8. Computers, An analysis unit that analyzes the input text and generates a language feature sequence containing one or more vectors representing language features, It functions as a first processing unit and a second processing unit. The first processing unit is, An encoder that converts the aforementioned language feature sequence into an intermediate representation sequence containing one or more vectors representing latent variables using a first neural network, It has the function of a prosodic feature decoder that generates prosodic features from the aforementioned intermediate representation sequence using a second neural network, The second processing unit has the function of an audio waveform decoder that sequentially generates an audio waveform from the intermediate representation sequence and the prosodic features using a third neural network.

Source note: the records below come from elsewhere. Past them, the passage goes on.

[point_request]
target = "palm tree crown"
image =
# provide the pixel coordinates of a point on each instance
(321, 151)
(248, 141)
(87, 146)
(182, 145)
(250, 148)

The audio waveform decoder of the second processing unit is The third neural network includes a neural network having a recurrent structure, which generates spectral features for a number of audio frames corresponding to a predetermined number of samples in chronological order from the intermediate representation sequence and the prosodic features, and has the function of a spectral feature generation unit. The aforementioned prosodic feature decoder is A continuation audio frame count generation unit that generates the number of continuation audio frames for each vector included in the intermediate representation sequence, It has the function of a pitch feature generation unit that generates pitch feature quantities in each audio frame by a neural network included in the second neural network, based on the number of continuous audio frames. The audio frame is determined based on pitch, The continuous audio frame count generation unit, A coarse pitch generation unit that generates the average pitch feature quantity of each vector included in the intermediate representation sequence, A duration generation unit that generates the duration of each vector included in the intermediate representation sequence, A calculation unit has the function of calculating the number of pitch waveforms from the average pitch feature and the duration. program.